In bed, he kissed Toni passionately for almost an hour and finally guided her hand to his zahp. She went wild; they fell off the bed and finished on the floor. When she surrendered to him like that she became the person he really loved. ‘Oridouka,’ he whispered softly. ‘Oheepouka, Antajouka.’
‘Waha sidi,’ she smiled up at him.
‘We’ve been fighting too much’... I wanted to show you how much I really love you.’
Toni sighed and looked around the room. ‘habibi... look at this mess, the breakfast tray fell off... the orange juice.’
‘Don’ worry, I’ll get you more orange juice. What will you do today?’
‘I have golf at Amelkis, then a work out at the gym... Shall we lunch here?’
‘As you like, but attention, ‘bibti! Remember what I said about Lahcen: if I ever catch you together… I’m serious. Staring is the same as...’
‘You’ve said all that before,’ she smiled ‘... stop obsessing... let’s not spoil such a glorious morning.’
‘Promise me you won’t look at him.’
‘I promise, now what about lunch?’
‘Really I should have lunch with my family, it’s Friday... but I’ll try and get out of it. Call me around midday to be sure. I have some papers to file with the Municipality.’
‘I’ll be working out then.’
‘That is why I want you to call me. I want Lahcen to hear you speaking to me. And what about tonight?’
‘I’m dining at Trattoria with an architect from Casablanca... you must join us or come by.’
‘To discuss plans for our country house, of course...’

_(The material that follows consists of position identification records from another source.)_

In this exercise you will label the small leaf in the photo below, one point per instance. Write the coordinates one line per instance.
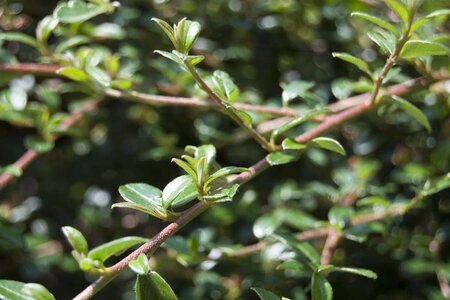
(224, 86)
(38, 144)
(416, 48)
(358, 271)
(282, 157)
(73, 73)
(37, 292)
(291, 144)
(77, 11)
(179, 191)
(328, 144)
(378, 21)
(435, 185)
(18, 37)
(413, 111)
(362, 65)
(140, 265)
(399, 9)
(115, 247)
(295, 122)
(265, 294)
(320, 288)
(153, 287)
(76, 239)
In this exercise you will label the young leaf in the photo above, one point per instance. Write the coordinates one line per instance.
(153, 287)
(362, 65)
(265, 294)
(12, 290)
(282, 157)
(378, 21)
(140, 265)
(115, 247)
(76, 239)
(224, 86)
(73, 73)
(295, 122)
(358, 271)
(179, 191)
(77, 11)
(416, 48)
(37, 292)
(320, 288)
(413, 111)
(328, 144)
(399, 9)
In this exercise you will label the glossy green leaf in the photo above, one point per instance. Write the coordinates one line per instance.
(320, 288)
(37, 292)
(224, 86)
(179, 191)
(359, 63)
(18, 37)
(265, 294)
(12, 290)
(339, 215)
(328, 144)
(399, 9)
(435, 185)
(140, 265)
(283, 157)
(295, 122)
(378, 21)
(73, 73)
(77, 11)
(416, 48)
(114, 248)
(38, 144)
(75, 239)
(153, 287)
(358, 271)
(413, 111)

‘Who is this architect... how did you meet him?’
‘His name is Ben’ Sleem... something... I’ve forgotten his name. I’ll have to call the people who recommended him....’
‘Attention to what?’
‘You must be careful of these architects, they’re all swindlers... jus' pay attention and don’t commit yourself until we talk it over... there will be negotiations... I know all their tricks. Where did you say you were meeting him?’
‘Trattoria in Gueliz, I should think... why?’
‘I’ll probably have to sit with my father for some time. They say it makes him feel better. We don't talk much, jus’ sit... sometimes I hold his hand... sometimes I massage him. I should be back here by midnight. You won’t bring your architect back here will you?’
‘Why? Because he shouldn’t know about me. If you’re going to negotiate with him it must look like you are doing it, not me. If he happened to meet me here and saw this place... your Picassos, the Matisses... the price would go way up.’